PATH Collective! My co-founders Danielle and Rob are passionate, talented, creative people who are committed to approaching this decades-old problem in fundamentally new and innovative ways, including by bringing art to the forefront of our discussions to help further humanize our policy debates. I’m super excited about it, and it’s helping me to rethink and disrupt the very restrictive ways that the traditional analyst’s lens has trained me into approaching nuclear policy issues, which result in a policy discourse dominated by arcane, technical debates about weapons systems, not humans.
I also want to highlight that the thing that enabled the creation of PATH Collective is the N Square Innovators Network, for which I am currently the Network Weaver in Residence. N Square is doing some of the most innovative work I’ve encountered in 18 years of working on nuclear disarmament. The Network includes a ton of folks from a very diverse range of personal and professional backgrounds, all bringing their unique worldview and skillset, and a collaborative, interdisciplinary approach, to the challenge of addressing nuclear harms and threats.
Question 5: Who or what motivates you?
I’m passionate about peace. I believe that peace is an internal and external journey of discovery, and with it, transformation. I see our internal world as being reflected externally, and right now, we see a world that reflects a violent human psychology, which is actively sustained by societal systems that are traumatizing people and planet. Examples include the permanent nuclear war economy; the US-Saudi deal that helps sustain the US dollar as the global reserve currency, based on the US selling high-tech weapons systems to Saudi Arabia, and the Saudis agreeing only to denominate their oil sales in USD, thus exacerbating both the climate crisis and militarism; and the extractive capitalist system premised on permanent growth and debt-based monetary systems. I believe that unless we reform these systems – both the violent internal psychology and the external systems that it perpetuates – humanity’s future is pretty bleak. For those reasons, alongside my disarmament work, I have kept a daily meditation practise since 1998.
Question 6: What do you think the nuclear field needs right now?
More leadership of the kind offered by Ploughshares! We need to recognize the perverse impacts and incentives created by the existing funding systems for nuclear policy work, which lead to organizations competing for a limited pool of funding, and a highly restrictive definition of what counts as legitimate knowledge. We need to break down those systems by working collaboratively to build a movement that can increase the overall funding pool available and maximize the impact of the available funds.

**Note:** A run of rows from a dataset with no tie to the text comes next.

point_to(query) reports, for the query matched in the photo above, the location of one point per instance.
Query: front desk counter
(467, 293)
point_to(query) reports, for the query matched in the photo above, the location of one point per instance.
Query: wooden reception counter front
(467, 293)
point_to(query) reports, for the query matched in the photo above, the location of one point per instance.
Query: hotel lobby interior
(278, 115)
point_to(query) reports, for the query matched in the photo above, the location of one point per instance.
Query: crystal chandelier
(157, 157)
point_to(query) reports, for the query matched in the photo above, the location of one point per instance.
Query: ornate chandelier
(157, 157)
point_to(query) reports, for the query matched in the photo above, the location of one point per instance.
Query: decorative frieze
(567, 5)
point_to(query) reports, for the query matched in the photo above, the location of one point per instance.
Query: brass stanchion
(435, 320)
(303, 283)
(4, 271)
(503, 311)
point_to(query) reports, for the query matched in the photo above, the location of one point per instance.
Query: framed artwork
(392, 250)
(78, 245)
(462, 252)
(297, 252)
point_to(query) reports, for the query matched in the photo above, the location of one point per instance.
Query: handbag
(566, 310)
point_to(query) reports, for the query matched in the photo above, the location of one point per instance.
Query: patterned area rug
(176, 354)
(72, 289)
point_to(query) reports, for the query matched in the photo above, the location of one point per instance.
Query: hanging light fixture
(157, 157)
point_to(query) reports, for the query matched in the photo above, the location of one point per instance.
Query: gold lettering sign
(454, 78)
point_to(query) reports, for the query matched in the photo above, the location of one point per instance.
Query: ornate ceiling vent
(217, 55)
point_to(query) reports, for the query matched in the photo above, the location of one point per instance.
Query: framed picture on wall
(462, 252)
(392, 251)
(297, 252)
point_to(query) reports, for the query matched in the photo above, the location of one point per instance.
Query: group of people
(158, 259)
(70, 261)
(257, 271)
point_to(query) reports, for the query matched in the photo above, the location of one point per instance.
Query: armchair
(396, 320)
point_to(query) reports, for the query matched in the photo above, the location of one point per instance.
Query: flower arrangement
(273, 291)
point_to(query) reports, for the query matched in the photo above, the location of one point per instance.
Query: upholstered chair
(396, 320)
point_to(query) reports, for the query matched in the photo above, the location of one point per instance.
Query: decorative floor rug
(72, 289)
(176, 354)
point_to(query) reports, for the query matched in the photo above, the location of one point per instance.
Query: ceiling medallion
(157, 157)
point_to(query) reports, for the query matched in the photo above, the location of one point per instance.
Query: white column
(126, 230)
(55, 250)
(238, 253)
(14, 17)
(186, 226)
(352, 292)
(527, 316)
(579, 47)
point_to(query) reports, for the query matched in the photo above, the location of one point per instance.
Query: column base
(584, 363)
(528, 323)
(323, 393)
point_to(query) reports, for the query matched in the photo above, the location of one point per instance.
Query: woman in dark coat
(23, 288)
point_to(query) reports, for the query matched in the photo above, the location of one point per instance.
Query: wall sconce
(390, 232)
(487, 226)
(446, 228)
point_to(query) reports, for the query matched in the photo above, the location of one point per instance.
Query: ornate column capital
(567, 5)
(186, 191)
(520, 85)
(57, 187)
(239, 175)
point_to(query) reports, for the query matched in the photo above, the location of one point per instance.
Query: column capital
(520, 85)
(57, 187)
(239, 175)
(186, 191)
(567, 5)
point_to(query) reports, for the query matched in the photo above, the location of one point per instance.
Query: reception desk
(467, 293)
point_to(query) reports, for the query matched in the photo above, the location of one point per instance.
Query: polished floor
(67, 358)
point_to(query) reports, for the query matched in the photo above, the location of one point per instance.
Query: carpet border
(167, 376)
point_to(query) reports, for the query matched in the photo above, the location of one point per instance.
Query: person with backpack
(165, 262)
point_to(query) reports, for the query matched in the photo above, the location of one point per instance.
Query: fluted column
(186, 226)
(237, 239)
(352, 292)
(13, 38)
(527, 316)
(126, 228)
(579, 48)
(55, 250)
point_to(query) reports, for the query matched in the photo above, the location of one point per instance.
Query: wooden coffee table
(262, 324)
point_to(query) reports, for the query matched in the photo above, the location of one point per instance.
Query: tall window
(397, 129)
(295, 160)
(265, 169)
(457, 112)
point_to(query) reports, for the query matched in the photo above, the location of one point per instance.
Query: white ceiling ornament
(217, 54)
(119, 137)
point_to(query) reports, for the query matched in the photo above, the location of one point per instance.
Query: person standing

I also think we need to further humanize the conversation by continuing the movement to re-center humans, not nuclear weapons, in our work for peace. We spend a lot of time stating our opposition to the nuclear weapons symbology, institutions, and policies that already exists, which is understandable given their perverse nature. But I think we could also do a better job of balancing that with the forward-looking work of imagining “what next,” so that we have a positive vision, a “North Star” (for those in the Northern Hemisphere; where I’m from in Aotearoa New Zealand, we have a constellation of six stars, the Southern Cross, that tells us where magnetic South is!) to shine a light on where we might go from here, and to attract people to it.
Question 7: What is the best book you’ve read recently?
“Singing for our Supper: Walking an English Songline from Kent to Cornwall,” by Will Parsons. It’s the story of two young British men literally singing to feed themselves as they wander the old pilgrimage routes in England. Those routes are currently being “rediscovered”, after they were banned and largely forgotten following the destruction of the old religious orders in the 1530s, on the orders of Henry VIII. The book is a whimsical, poetic “on-the-road” story of wandering adventure, and a great respite from focusing on nuclear weapons in my work life!